Even in a short demo the structure of Skellboy seemed fairly straightforward, with a similar flow to Zelda or Metroid. Like most Zelda games there’s no exp or leveling; Skellboy’s suite of powers are up to what the player makes of him. While the demo didn’t allow any holding of unequipped body parts, it was made clear that the final game will have an area between fast travel points that can be used to store spare parts, allowing some capacity to hold onto certain parts without making the moment to moment swapping completely unworthy of consideration.
Skellboy’s plot maintains the same goofy tone. A necromancer has been rejected by the kingdom’s princess and in a fit of rage he responds by making an army of evil skeletons while also accidentally raising the eponymous Skellboy, who goes out to put a stop to this.

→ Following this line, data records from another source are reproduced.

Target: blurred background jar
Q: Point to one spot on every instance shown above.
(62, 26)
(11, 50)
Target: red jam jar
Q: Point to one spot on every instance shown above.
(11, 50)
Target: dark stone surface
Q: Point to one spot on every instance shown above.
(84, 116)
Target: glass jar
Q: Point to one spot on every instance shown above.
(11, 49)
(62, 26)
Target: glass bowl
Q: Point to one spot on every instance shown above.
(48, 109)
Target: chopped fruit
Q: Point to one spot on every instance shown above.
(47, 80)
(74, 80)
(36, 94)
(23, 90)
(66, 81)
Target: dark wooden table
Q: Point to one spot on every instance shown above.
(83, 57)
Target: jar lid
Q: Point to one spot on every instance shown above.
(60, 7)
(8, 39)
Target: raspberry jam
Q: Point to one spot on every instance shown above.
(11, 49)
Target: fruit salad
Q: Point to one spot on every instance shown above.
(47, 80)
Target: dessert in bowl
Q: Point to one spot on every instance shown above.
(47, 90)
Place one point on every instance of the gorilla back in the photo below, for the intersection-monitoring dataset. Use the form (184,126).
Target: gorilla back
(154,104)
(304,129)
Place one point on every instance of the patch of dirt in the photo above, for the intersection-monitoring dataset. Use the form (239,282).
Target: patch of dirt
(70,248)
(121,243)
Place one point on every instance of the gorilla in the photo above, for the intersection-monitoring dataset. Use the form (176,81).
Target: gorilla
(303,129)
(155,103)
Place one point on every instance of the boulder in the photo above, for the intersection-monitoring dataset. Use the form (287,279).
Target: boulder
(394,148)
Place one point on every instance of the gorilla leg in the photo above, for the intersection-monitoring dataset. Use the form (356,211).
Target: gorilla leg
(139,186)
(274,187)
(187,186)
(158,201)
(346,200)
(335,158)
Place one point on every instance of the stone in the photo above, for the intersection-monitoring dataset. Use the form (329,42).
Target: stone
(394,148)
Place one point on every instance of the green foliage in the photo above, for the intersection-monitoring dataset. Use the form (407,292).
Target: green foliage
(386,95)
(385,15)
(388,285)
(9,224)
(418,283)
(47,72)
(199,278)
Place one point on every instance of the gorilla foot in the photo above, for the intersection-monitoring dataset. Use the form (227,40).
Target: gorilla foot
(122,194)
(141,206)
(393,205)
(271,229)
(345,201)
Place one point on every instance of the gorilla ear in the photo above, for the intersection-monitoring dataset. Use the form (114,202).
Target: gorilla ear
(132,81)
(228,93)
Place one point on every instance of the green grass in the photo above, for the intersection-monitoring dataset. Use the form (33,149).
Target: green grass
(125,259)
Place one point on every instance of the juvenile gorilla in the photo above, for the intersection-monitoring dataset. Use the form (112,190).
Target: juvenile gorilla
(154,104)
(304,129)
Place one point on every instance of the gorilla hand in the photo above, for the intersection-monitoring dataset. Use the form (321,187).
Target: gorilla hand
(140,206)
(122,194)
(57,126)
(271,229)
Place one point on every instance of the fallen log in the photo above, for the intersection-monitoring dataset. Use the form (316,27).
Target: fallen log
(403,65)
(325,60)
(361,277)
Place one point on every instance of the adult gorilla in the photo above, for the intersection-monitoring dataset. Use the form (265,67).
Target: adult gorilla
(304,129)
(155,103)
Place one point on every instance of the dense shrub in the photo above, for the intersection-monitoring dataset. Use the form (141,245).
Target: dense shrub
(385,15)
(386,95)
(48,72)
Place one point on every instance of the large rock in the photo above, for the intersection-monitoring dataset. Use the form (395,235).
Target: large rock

It’s a simple story that sets the mood well and fits with the visuals. The game doesn’t appear to be going for a deep involving tale, but the writing hits the mark where it needs to. Each inventory item has an amusing description, a new ribcage lowers Skellboy’s maximum health because its sheer ugliness causes enough shame to physically weaken him, Skellboy’s bone feet are described as providing an unfair advantage in tapdancing competitions, etc. The descriptions were a treat and it was exciting to get new items just to read what new joke would accompany them.
Skellboy is trading primarily on raw charm, but while the controls felt a little loose in places, they felt fixable and can easily be forgiven for the chance to wander around its silly world. Hopefully UmaikiGames can make the fun tone last the entire way through when it launches for Nintendo Switch on December 3, 2019, with PC, Mac, and Linux versions following in 2020.